Letters to the Editor

FWay schools way behind on computers

The recent Mirror news article (Oct. 25, “Schools hope for a brighter tech future”) about the Federal Way school district’s technology funding was inaccurate. The district’s neglect of technology funding is not a result of recent budget shortfalls, but is a pattern which has been ongoing since the Vander Ark years.

Computer availability in Federal Way schools is grossly inadequate. A recent count of computers in my son’s school, Valhalla Elementary, found that more than 60 percent of the classrooms do not have a single personal computer designated for student use. The typical classroom pattern is one PC on the teacher’s desk and three to five Apples for classroom use, 25 to 50 percent of which are only semi-functional (the district has declared the Apples obsolete and will not service them). Most of the Apples were at Valhalla when my older son was in kindergarten; he is now in the eighth grade. Even the fourth- and fifth-grade classrooms average less than 1.5 PCs per classroom.

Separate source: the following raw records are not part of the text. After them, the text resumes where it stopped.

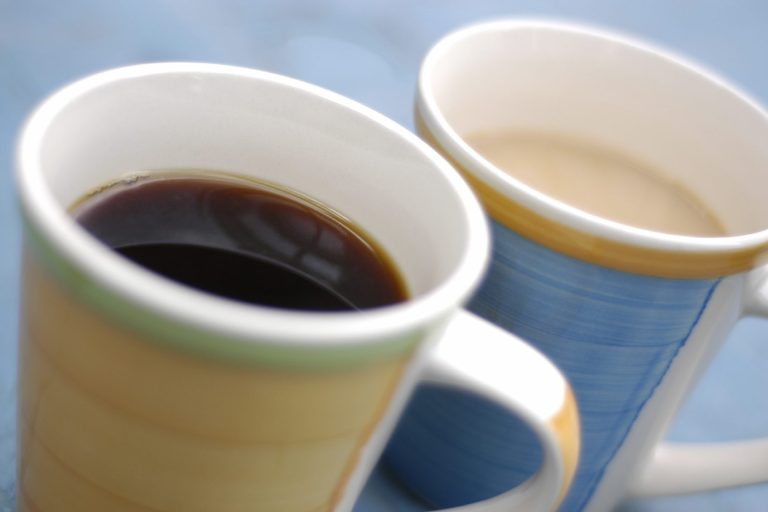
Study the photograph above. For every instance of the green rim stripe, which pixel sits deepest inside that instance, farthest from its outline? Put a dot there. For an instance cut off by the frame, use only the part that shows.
(177, 335)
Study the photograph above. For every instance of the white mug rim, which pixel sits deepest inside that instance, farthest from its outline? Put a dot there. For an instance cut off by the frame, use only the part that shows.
(548, 207)
(220, 316)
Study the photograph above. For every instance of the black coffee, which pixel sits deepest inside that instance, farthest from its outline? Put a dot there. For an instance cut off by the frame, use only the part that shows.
(243, 241)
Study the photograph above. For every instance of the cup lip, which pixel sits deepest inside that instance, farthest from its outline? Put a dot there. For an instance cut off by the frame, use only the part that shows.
(223, 317)
(541, 204)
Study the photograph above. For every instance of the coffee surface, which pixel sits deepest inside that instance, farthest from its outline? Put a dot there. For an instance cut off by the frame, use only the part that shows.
(243, 241)
(598, 181)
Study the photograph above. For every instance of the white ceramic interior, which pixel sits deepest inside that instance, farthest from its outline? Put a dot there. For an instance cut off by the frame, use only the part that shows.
(558, 78)
(201, 116)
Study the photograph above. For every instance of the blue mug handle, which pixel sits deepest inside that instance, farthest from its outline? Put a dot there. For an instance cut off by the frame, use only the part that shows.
(478, 357)
(682, 468)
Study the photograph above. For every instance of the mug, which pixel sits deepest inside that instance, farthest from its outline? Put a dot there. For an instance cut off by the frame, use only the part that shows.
(138, 393)
(632, 316)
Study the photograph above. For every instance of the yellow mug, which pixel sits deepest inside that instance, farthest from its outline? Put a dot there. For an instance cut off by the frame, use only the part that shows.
(139, 394)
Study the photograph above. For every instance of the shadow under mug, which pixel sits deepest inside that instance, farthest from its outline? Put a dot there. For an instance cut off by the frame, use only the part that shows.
(138, 393)
(631, 316)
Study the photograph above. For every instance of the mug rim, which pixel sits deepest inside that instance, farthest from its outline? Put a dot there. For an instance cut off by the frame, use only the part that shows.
(430, 116)
(57, 234)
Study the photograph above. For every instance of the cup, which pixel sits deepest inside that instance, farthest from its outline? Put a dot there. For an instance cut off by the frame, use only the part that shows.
(138, 393)
(632, 316)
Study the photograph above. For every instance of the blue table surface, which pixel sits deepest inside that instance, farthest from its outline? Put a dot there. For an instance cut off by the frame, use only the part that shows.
(369, 51)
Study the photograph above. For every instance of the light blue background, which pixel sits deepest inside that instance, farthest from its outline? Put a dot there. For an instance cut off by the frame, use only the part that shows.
(369, 51)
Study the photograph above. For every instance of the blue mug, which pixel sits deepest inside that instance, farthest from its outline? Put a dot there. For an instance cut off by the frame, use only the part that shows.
(632, 315)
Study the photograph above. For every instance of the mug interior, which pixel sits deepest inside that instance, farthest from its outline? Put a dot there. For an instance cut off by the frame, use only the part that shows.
(572, 81)
(195, 116)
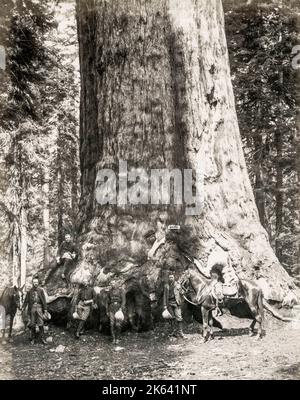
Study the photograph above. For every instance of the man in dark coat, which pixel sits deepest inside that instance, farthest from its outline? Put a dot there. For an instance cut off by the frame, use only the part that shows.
(116, 302)
(66, 254)
(35, 300)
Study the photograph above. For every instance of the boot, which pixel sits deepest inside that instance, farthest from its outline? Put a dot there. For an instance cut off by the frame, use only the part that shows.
(79, 329)
(179, 330)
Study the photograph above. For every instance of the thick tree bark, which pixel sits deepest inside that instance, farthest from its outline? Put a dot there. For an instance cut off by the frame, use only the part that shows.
(46, 216)
(156, 92)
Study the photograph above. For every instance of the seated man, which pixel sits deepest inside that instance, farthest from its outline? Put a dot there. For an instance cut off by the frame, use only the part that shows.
(227, 276)
(66, 254)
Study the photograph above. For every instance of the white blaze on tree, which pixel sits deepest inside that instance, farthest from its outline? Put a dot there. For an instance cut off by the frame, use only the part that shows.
(156, 91)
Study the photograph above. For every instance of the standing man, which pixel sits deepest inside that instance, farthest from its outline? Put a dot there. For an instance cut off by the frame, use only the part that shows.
(116, 302)
(84, 304)
(36, 301)
(172, 302)
(66, 254)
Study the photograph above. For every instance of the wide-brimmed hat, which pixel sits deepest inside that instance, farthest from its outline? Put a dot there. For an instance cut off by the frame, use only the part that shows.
(46, 316)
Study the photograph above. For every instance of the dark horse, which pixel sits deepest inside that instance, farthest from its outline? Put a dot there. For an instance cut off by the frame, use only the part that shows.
(10, 299)
(201, 294)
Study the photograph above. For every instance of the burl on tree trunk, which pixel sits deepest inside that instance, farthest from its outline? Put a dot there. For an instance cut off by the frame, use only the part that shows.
(156, 92)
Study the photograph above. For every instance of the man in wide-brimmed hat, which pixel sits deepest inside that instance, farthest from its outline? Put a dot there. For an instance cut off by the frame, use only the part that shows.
(172, 301)
(84, 303)
(35, 300)
(115, 308)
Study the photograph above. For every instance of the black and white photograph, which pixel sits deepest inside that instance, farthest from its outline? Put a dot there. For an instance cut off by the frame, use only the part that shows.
(149, 192)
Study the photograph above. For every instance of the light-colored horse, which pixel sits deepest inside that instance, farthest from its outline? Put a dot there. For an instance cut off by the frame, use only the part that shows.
(202, 295)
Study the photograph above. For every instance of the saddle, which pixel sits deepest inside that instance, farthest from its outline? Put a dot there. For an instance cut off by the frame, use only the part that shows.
(230, 291)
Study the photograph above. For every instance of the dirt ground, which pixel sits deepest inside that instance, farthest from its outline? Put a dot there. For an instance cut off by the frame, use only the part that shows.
(153, 355)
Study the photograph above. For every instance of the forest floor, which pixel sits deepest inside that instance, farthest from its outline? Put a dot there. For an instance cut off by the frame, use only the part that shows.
(153, 355)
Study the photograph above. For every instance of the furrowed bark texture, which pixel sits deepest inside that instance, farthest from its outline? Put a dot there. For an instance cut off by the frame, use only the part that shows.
(156, 92)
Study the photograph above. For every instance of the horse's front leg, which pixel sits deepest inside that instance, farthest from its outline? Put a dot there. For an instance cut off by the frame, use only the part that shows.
(205, 321)
(210, 322)
(11, 322)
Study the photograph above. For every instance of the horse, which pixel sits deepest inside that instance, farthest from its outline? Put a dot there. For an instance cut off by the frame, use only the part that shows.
(202, 294)
(11, 300)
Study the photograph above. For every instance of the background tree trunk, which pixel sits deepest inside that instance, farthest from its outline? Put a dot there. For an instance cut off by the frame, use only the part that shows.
(156, 92)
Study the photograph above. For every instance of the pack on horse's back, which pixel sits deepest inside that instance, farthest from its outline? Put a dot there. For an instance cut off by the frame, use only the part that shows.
(9, 303)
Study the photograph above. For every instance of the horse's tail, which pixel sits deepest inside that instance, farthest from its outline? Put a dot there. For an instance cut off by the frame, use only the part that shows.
(275, 314)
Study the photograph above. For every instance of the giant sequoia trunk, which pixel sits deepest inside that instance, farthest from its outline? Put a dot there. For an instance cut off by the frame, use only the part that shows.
(156, 92)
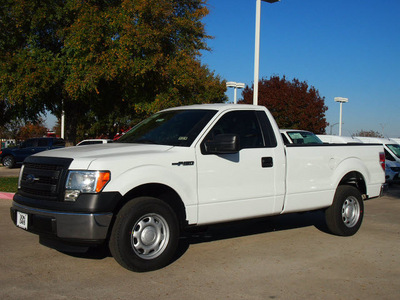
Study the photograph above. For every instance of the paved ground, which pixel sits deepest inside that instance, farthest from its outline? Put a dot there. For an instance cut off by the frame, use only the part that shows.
(6, 172)
(286, 257)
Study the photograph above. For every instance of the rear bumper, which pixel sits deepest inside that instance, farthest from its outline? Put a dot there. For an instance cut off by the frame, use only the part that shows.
(80, 227)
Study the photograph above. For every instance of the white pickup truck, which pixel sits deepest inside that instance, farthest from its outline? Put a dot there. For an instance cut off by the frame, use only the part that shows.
(185, 167)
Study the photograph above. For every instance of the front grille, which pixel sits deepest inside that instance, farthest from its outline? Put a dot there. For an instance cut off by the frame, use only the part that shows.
(44, 178)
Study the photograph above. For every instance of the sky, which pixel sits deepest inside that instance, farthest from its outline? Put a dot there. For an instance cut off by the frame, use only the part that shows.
(344, 48)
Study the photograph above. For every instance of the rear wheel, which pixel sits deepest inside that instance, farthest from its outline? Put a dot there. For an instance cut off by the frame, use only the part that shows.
(145, 235)
(345, 215)
(9, 161)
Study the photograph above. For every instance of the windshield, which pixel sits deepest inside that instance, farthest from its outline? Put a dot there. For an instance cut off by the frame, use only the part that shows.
(304, 137)
(173, 128)
(395, 148)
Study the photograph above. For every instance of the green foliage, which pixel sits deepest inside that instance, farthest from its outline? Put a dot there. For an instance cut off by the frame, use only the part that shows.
(8, 184)
(107, 61)
(294, 105)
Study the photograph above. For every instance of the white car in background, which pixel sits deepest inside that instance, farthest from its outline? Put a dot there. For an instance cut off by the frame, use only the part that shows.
(392, 156)
(93, 142)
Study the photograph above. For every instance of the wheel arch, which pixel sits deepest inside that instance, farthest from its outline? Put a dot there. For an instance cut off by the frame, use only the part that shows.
(159, 191)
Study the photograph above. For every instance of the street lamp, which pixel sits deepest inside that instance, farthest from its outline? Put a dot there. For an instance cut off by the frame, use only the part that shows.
(257, 49)
(341, 101)
(235, 85)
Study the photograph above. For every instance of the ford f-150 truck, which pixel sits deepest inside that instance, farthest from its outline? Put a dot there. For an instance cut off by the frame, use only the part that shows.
(186, 167)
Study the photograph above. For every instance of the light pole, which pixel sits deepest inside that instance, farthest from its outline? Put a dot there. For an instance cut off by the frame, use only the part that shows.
(331, 126)
(257, 49)
(235, 85)
(341, 101)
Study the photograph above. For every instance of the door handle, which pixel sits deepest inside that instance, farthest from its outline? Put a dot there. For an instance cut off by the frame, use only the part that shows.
(267, 162)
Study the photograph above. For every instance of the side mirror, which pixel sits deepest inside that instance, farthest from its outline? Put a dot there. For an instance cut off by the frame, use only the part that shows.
(223, 144)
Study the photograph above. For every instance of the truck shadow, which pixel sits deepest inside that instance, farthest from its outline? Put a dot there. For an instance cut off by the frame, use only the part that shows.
(251, 227)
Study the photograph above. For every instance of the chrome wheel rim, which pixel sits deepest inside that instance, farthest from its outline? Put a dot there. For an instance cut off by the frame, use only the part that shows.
(149, 236)
(351, 211)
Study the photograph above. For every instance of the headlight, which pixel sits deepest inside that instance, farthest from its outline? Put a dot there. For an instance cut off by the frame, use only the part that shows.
(85, 182)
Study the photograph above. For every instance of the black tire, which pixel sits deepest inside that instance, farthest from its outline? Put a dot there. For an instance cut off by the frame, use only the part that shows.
(145, 235)
(9, 161)
(345, 215)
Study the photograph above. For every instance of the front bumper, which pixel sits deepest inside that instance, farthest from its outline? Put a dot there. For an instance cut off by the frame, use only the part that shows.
(83, 227)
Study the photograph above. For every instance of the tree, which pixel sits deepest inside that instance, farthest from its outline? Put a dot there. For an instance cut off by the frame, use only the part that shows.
(103, 61)
(30, 130)
(294, 105)
(368, 133)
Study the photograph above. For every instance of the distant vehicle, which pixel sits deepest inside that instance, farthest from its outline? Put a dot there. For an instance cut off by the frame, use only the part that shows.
(294, 136)
(335, 139)
(392, 156)
(397, 140)
(94, 142)
(185, 167)
(12, 156)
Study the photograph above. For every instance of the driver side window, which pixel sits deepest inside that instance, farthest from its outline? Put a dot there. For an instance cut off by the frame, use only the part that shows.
(244, 124)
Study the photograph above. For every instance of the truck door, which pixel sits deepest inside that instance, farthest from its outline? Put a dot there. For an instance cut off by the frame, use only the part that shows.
(244, 184)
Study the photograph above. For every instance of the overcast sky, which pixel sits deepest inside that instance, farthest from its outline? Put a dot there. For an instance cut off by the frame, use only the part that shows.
(344, 48)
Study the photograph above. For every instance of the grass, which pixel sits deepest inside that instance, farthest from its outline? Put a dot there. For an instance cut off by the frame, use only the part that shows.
(9, 184)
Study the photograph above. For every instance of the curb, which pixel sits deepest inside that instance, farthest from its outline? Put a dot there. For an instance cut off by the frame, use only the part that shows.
(6, 196)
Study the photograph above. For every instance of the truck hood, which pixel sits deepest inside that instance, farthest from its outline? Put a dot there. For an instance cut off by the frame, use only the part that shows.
(83, 156)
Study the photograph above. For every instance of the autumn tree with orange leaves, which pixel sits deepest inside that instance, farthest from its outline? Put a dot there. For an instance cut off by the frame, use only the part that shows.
(294, 104)
(105, 62)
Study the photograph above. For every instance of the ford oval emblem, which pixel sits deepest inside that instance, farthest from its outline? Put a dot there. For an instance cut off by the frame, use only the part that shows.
(31, 178)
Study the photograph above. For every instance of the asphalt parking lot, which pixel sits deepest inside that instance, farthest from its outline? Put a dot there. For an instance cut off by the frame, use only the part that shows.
(285, 257)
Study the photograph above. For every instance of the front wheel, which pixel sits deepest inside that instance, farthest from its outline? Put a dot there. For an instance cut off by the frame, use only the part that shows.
(345, 215)
(145, 235)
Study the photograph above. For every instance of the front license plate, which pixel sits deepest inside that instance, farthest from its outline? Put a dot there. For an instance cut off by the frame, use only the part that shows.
(22, 220)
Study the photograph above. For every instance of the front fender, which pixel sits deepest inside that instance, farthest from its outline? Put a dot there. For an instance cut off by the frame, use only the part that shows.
(351, 164)
(181, 179)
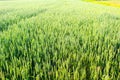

Valhalla does not have a computer lab. There are six PCs in the library (and several of the ubiquitous, semi-functional Apples). However, the district, in its wisdom, has decreed that only one brand of PCs will be serviced, and three of the Valhalla library’s are of the off brand. Woe to any school which purchased PCs under previous administrations, or received them from other sources.

Is this the way Federal Way approaches the 21st century? Are we so focused on reading and the WASLs that we will leave our children in the dark age of technology? Are other schools in our district as bereft of 21st century technology as Valhalla? Maybe computer technology should be added to the WASLs, so that districts will make it a priority.

I do support the technology levy, but believe it is woefully inadequate. Will it be four or five years before the ancient Apples are replaced at Valhalla? How long will Valhalla students continue to use outdated and inferior software because their computers won’t run anything made in the 21st century?

We as parents and community members need to hold the district accountable to provide appropriate tools to our students. It is not acceptable in the 21st century for children to grow up without exposure to current technology. All children in the Federal Way district should have access to computers, not just those whose parents can afford a PC at home.